It's been a long time since we've seen a film from Robert Townsend. The actor-turned-director made a big indie splash back in the late 80s with Hollywood Shuffle, his entertaining critique of Hollywood's fear of black actors. However, after less successful theatrical follow-ups like The Five Heartbeats, The Meteor Man, and B.A.P.S., Townsend has spent the last decade directing primarily for television. But in his new film, the moving In The Hive, Townsend works with perhaps the finest screenwriter he's yet had. The adroit Cheryl L. West decorates a somewhat standard structure with extremely believable dialogue and thus raises Townsend's movie up a few notches. The director still has a mildly bland visual style, but with this screenplay and the excellent actors that bring it to life, he emerges with a career best here.
In The Hive takes its inspiration from a real (and now defunct) L.A. haven for troubled black teenagers. This refuge from the merciless streets offers a second chance to kids who've either been left behind or who have, themselves, given up on the system. Miss Inez (the wonderful Loretta Devine) provides the tough-talking motherly presence, while Mr. Hollis (Michael Clarke Duncan) strong-arms the kids with a well-muscled, scared-straight brand of authority. There's a mousy white teacher (Ali Liebert) who struggles to understand her charges' reduction of everything to either a joke or a reason to throw down. And each of these educators set their sights on one of their most promising students, a steadfast gangbanger with a proclivity for mathematics (Jonathan McDaniel). Actually, we spend as much time with McDaniel's Xtra Keys as we do at The Hive, and with him we're introduced to his trick-turning mother (Vivica A. Fox), his confused girlfriend (Jontille Girard), and his jailed father (Roger Guenveur Smith). All of this might sound like standard fare, but in the hands of screenwriter West, it's all made fresh and strikingly real. And, at the same time, Townsend's low-budget look to the piece helps in transmitting a never overplayed verisimiltude to these settings.
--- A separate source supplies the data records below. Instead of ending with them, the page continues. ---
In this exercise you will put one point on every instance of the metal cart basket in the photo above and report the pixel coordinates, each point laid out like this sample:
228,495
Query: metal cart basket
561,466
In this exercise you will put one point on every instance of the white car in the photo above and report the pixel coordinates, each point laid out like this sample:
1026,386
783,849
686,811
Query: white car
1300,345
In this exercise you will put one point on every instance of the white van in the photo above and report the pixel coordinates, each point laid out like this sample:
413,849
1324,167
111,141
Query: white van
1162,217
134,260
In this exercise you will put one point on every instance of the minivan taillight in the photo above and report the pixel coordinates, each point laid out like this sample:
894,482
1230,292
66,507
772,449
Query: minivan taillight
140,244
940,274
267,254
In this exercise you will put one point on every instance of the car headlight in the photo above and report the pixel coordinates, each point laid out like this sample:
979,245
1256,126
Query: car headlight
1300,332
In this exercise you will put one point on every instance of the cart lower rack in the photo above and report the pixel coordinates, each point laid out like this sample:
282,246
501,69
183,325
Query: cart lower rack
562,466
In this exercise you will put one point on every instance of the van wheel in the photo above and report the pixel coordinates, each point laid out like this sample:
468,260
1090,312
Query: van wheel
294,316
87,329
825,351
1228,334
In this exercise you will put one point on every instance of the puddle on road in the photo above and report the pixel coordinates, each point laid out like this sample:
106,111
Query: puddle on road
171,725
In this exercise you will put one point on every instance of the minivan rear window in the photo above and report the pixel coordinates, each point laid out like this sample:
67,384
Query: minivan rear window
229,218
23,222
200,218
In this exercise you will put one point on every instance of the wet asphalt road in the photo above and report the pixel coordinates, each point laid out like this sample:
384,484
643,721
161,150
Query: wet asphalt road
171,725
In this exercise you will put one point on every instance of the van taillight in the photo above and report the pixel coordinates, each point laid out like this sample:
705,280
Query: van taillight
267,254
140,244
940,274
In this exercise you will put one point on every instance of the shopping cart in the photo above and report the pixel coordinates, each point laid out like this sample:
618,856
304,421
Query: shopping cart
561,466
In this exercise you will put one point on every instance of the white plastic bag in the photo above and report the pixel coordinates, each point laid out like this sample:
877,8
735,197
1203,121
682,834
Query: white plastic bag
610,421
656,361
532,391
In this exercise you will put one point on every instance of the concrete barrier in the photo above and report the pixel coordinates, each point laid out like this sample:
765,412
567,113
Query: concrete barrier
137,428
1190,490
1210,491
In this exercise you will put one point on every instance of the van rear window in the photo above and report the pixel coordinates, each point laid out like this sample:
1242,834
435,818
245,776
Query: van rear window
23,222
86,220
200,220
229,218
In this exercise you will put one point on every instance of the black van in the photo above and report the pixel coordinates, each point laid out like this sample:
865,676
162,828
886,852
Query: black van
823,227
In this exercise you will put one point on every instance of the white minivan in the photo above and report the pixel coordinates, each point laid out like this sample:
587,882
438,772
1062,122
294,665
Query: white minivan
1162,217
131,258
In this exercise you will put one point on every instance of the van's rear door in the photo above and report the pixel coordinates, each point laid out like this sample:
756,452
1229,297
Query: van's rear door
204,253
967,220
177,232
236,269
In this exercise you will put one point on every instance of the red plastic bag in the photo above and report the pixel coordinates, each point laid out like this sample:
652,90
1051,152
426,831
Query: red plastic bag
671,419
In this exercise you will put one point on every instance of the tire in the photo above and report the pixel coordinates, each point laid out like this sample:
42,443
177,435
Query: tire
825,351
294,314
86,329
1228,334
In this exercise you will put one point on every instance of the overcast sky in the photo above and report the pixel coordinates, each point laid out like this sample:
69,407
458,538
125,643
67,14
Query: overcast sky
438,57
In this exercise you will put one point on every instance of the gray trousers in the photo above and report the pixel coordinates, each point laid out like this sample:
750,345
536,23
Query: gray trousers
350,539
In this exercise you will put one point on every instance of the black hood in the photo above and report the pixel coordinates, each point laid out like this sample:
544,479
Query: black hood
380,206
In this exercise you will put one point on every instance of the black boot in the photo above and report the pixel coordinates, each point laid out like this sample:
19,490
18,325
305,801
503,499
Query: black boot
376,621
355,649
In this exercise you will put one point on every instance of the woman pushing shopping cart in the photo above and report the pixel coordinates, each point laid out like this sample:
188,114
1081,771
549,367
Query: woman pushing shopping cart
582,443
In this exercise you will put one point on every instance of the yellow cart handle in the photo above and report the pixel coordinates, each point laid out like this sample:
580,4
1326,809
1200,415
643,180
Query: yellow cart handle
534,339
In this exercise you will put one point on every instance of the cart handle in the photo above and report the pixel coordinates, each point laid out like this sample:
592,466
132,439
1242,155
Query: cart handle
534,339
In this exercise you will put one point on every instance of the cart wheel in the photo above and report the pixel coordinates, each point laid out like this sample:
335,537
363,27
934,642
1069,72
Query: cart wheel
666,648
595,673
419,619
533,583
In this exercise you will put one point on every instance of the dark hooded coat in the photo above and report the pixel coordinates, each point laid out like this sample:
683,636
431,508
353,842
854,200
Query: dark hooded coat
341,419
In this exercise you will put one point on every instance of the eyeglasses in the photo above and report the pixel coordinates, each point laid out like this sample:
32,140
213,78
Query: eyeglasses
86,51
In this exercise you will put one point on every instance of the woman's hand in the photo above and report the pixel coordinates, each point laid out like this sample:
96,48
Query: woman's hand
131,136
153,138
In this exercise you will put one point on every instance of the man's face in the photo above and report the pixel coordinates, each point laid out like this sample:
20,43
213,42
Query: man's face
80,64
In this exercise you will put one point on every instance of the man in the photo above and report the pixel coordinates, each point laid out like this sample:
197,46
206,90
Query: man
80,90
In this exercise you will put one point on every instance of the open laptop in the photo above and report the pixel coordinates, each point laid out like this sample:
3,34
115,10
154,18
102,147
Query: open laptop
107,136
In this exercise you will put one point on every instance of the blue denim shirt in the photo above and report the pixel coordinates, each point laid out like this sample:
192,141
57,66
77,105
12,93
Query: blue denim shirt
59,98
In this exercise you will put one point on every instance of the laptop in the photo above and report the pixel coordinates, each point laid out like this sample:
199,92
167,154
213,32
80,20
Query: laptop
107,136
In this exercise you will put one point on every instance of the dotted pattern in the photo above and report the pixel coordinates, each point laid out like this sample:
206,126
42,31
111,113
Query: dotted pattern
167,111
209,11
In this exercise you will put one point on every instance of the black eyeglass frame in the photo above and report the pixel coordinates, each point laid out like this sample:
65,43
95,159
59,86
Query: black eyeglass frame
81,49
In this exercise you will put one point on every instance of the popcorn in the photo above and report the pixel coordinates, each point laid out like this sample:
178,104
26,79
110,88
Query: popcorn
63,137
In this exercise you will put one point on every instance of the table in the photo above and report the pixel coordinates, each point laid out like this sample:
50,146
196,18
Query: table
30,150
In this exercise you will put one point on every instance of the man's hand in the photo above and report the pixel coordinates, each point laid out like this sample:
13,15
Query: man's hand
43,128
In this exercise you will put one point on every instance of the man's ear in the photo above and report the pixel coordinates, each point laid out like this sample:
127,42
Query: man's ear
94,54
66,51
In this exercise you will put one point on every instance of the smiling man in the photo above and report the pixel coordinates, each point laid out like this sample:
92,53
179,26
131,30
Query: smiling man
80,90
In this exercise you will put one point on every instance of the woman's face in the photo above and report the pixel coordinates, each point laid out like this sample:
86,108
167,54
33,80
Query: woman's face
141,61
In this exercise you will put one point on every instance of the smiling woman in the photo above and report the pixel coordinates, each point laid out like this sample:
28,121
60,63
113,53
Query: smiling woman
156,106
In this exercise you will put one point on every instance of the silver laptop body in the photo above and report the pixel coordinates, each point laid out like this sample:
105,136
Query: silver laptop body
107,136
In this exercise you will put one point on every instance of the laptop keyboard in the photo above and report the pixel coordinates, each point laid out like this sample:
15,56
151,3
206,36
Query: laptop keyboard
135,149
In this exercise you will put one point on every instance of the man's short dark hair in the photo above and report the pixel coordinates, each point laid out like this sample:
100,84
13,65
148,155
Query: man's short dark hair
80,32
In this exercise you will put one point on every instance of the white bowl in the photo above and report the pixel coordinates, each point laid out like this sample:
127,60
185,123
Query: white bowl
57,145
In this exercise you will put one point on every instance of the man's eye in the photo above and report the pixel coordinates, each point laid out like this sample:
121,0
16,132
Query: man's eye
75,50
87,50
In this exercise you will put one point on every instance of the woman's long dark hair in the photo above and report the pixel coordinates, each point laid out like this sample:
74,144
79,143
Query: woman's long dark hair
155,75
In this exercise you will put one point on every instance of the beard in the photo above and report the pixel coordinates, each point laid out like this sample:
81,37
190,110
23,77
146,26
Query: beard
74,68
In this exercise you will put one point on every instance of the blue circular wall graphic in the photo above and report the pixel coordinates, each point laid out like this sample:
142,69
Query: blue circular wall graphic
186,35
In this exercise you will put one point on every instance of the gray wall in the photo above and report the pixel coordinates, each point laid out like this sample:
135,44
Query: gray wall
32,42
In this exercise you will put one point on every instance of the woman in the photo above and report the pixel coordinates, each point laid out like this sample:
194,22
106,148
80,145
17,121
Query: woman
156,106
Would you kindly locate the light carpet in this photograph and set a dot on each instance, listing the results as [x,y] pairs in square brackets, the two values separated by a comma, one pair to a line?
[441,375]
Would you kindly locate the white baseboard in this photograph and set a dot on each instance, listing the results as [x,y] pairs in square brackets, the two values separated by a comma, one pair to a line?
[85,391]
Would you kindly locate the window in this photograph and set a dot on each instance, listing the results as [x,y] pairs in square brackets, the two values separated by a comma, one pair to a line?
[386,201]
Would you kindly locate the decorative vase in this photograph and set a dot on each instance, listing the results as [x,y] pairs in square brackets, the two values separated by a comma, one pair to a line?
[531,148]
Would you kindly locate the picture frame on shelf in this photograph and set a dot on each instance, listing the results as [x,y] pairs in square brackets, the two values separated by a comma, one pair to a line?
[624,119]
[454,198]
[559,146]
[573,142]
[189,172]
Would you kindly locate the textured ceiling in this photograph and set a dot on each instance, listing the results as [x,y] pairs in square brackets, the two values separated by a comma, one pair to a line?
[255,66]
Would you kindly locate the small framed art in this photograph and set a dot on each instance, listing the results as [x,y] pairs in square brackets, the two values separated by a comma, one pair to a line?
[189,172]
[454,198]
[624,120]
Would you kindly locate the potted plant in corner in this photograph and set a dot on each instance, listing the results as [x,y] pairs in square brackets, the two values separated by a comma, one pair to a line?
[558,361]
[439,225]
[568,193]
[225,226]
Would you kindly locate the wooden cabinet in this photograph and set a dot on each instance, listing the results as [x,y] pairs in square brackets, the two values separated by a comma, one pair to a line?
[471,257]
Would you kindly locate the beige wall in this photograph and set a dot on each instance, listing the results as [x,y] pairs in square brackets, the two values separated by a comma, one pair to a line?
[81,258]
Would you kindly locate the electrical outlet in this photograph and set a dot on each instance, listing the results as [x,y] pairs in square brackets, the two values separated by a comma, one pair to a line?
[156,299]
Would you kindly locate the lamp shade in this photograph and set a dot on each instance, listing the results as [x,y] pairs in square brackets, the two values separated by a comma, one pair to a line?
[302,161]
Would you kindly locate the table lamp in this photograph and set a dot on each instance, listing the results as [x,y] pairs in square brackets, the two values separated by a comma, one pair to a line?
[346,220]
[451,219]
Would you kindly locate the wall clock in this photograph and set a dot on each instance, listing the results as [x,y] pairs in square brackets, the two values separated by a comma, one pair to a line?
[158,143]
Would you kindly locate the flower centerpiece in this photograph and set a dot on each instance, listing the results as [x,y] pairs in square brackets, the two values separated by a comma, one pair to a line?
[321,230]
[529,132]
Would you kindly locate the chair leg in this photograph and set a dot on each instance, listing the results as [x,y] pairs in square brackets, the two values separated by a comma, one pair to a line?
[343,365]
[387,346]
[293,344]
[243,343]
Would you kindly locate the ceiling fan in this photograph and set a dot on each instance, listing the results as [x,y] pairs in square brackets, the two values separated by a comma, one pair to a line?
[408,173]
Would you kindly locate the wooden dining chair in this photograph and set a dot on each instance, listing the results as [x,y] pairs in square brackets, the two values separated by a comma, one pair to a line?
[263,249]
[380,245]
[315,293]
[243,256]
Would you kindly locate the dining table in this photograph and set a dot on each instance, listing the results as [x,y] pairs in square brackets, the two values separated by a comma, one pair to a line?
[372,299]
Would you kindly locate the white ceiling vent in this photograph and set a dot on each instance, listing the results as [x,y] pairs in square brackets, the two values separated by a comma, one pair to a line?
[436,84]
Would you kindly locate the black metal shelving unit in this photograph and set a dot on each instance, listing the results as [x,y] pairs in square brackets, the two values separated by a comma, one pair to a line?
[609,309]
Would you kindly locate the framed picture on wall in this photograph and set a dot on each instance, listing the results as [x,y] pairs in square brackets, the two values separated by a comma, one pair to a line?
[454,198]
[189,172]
The director is lucky to be working with such a solid group of actors. Seasoned pros Devine, Duncan, Fox and Smith each deliver striking performances, as one might expect. But the newcomers here are equally accomplished, with McDaniel in particular rising to the occasion and offering a welcome debut. The movie rests on his shoulders, and he doesn't shirk away from providing the requisite anger, sadness and defiant pride for which the role calls. Also notable is Tre C. Roberts as the reading-and-writing deficient Que, whose major scene involves the delivery of a long-delayed mini-autobiography to his shaky white teacher; this is one of In The Hive's most thankfully tearful segments. Townsend's new film is not perfect, but like many movies at this year's Atlanta Film Festival, it valuably points eyes towards a segment of the population that we rarely get to see on the movie screen. With a virtuous tongue and a brave ending that underlines this strangled world's hopes and dangers, In The Hive is the sort of film we need more of.